Washington Square Park is named for George Washington (1732-1799), the commander of the Continental Army, who was inaugurated in New York City as the first President of the United States on April 30, 1789.
The land was once a marsh fed by Minetta Brook located near an Indian village known as Sapokanikan. In 1797 the City’s Common Council acquired the land for use as a "Potter’s Field” and for public executions, giving rise to the legend of the "Hangman’s Elm" in the park’s northwest corner.
Used first as the Washington Military Parade Ground in 1826, the site became a public park in 1827. Following this designation, prominent families, wanting to escape the disease and congestion of downtown Manhattan, moved into the area and built the distinguished Greek Revival mansions that still line the square’s north side. In 1838 the park hosted the first public demonstration of the telegraph by Samuel F.B. Morse. The marble Washington Arch, designed by noted architect Stanford White, was built between 1890-1892 and replaced a wooden arch erected in 1889 to honor the centennial of the first president’s inauguration. Statues of Washington were later installed on Arch’s north side – Washington as Commander-in-Chief, Accompanied by Fame and Valor (1916) by Hermon MacNeil, and Washington as President, Accompanied by Wisdom and Justice (1918) by Alexander Stirling Calder.

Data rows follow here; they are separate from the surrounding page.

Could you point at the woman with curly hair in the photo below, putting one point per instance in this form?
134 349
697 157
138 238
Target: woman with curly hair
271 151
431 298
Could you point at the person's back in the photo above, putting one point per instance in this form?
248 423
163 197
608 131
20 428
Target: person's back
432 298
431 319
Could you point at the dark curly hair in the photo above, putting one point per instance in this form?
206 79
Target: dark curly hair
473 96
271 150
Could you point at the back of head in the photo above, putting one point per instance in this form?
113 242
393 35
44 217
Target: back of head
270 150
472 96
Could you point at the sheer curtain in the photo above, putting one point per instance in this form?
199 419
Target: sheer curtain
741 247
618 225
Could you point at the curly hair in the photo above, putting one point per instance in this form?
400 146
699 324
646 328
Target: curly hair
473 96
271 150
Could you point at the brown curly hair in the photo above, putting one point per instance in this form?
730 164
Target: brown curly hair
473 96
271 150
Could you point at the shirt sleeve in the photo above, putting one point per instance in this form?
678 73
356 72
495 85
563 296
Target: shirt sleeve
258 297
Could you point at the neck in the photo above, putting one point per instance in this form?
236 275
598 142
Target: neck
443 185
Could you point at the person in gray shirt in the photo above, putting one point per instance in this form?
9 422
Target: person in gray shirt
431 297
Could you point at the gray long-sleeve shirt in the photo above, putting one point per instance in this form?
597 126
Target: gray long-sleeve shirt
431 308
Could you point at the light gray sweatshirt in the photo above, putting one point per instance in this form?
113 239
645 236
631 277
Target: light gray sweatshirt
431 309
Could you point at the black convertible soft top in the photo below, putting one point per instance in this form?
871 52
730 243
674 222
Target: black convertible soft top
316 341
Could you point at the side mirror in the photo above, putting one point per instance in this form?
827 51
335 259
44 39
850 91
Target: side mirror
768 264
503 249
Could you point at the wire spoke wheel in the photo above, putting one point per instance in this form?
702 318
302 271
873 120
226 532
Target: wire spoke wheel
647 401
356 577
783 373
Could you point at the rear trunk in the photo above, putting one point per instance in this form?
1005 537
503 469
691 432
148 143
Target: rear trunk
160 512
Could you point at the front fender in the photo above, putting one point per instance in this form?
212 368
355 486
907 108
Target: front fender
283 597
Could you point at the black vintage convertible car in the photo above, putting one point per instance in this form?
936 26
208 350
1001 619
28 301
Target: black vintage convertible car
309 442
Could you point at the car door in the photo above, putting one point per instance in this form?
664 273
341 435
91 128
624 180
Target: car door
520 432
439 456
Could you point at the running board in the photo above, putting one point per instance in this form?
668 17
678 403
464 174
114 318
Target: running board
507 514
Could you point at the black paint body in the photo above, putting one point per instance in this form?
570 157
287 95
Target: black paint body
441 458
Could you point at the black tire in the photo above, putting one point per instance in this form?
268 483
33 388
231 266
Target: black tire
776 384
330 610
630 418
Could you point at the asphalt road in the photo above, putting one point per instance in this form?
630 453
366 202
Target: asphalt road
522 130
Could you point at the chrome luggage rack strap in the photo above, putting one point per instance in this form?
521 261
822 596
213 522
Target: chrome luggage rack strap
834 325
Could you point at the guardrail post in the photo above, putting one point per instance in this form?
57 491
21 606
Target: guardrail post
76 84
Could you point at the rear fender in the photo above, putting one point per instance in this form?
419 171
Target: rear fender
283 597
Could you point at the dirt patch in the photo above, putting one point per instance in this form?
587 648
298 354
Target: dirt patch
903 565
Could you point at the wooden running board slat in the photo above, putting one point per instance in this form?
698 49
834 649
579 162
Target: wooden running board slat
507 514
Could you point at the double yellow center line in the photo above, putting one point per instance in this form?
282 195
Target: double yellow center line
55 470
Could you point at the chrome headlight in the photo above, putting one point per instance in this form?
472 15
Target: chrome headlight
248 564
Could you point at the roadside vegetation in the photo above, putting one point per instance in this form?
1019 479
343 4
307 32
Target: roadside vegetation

Other monuments in this park are John Quincy Adams Ward’s bust of steel innovator Alexander Lyman Holley (1890), Giovanni Turini’s statue of Italian-nationalist leader Giuseppe Garibaldi (1888), a World War I commemorative flagpole, and the central fountain which was moved from Fifth Avenue and 59th Street in the mid-1870s.
Washington Square Park was redefined socially and culturally throughout the 20th century. Following the Triangle Shirtwaist Factory fire in 1911, labor unions marched here. "Ashcan School" artists such as John Sloan painted in the park, and the bohemian community of the late 19th century.